Лепарский недолго прожил после этого. 30 мая 1837 года он скончался. Декабристы с грустью проводили его прах для погребения в ограде церкви Петровского завода. Покидая Сибирь, многие декабристы увозили с собою на память нарисованные Н. Бестужевым акварельные портреты Лепарского.

143

На его место был назначен новый комендант, жандармский полковник Г. М. Ребиндер. Он сделал было попытку изменить характер отношений с декабристами, но вскоре вынужден был пойти по пути Лепарского.

Прекрасные отношения сложились у декабристов и с управлявшим Петровским заводом горным инженером А. И. Арсеньевым, человеком прямым, бескорыстным, честным и благожелательным. Редкий день проходил, чтобы он не навещал декабристов в их казематах или чтобы они не посещали его. «Посреди нас — он был наш, мы и он делили пополам и радость, и горе»,— вспоминал М. А. Бестужев.

При таких отношениях с начальством пребывание декабристов в Петровском заводе положительно сказывалось на укрощении буйного произвола низшего начальства. О тех или иных злоупотреблениях декабристы сразу узнавали от каторжан и немедленно принимали меры к их устранению.

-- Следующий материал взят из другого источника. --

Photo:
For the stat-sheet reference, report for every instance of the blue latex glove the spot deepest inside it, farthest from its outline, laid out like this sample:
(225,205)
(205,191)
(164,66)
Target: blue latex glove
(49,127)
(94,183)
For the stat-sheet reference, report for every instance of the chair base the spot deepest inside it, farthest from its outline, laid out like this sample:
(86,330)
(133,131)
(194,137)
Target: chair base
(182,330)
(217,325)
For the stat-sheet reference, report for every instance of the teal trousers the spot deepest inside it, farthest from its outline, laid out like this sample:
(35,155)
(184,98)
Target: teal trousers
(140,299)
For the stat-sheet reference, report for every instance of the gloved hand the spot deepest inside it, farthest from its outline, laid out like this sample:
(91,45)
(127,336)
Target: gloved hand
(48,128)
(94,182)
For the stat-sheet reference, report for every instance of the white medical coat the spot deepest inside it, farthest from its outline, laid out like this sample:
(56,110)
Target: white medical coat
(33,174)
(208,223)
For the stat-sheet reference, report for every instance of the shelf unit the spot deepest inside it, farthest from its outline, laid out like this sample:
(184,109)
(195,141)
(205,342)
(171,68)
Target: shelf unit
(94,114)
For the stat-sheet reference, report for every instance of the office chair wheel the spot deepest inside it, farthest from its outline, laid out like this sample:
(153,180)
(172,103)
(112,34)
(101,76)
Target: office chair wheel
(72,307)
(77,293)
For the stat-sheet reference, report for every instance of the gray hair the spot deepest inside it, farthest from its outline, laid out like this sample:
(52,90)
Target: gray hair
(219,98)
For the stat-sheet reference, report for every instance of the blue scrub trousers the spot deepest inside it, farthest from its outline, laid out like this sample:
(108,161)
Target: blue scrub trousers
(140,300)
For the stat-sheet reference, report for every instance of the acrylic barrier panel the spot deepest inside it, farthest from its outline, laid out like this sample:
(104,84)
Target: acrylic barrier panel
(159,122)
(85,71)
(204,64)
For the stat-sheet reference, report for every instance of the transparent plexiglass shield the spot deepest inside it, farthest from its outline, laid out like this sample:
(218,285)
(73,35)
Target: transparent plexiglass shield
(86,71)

Каторжане платили им за это чистосердечной привязанностью и бескорыстной любовью. В продолжение всего пребывания декабристов в Петровском заводе эти отверженцы общества ни разу не погрешили против них ни словом, ни делом. Это были большей частью жертвы бесчеловечного отношения к ним помещиков или произвола начальников, бессовестного суда, порочного устройства тогдашнего общества и разгула русской барской натуры в эпоху крепостного права.

Между этими людьми и декабристами установились простые и ясные человеческие отношения.

144

* * *
Наступил 1839 год. В июле весь первый разряд более нежели на тридцати повозках тронулся из казематов Петровского завода в разные места на поселение. Тюрьма опустела. Декабристов разбросали по всей Сибири, от Оби до Амура.

Лишь один декабрист, И. И. Горбачевский, решил остаться доживать свой век в Петровском заводе.

В 1866 году тюрьма Петровского завода, этот гроб молодости декабристов, сгорела. Неизвестно, был ли сожжен этот мрачный памятник самодержавия, будивший жгучую ненависть к царскому правительству, по приказу из Петербурга, о чем ходили слухи, или его сожгло само население...

145

ПОСЛЕДНИЙ АКТ ДРАМЫ

Уже началось и разыгрывается последнее действие нашей драмы...
и не знаю, где завтра доведется мне постлать мою постель.
Ф. Ф. Вадковский — И. И. Пущину

УЖЕ В ДЕНЬ вынесения приговора Николай I дал приказ направить осужденных декабристов в какой-нибудь один далекий острог и одновременно начать строить для них специальную обширную тюрьму. Разместить декабристов по разным тюрьмам и рудникам царь боялся: он стремился обеспечить строжайший надзор за собранными в одном месте декабристами и тем самым воспрепятствовать повсеместному распространению ими опасных для самодержавия свободолюбивых идей.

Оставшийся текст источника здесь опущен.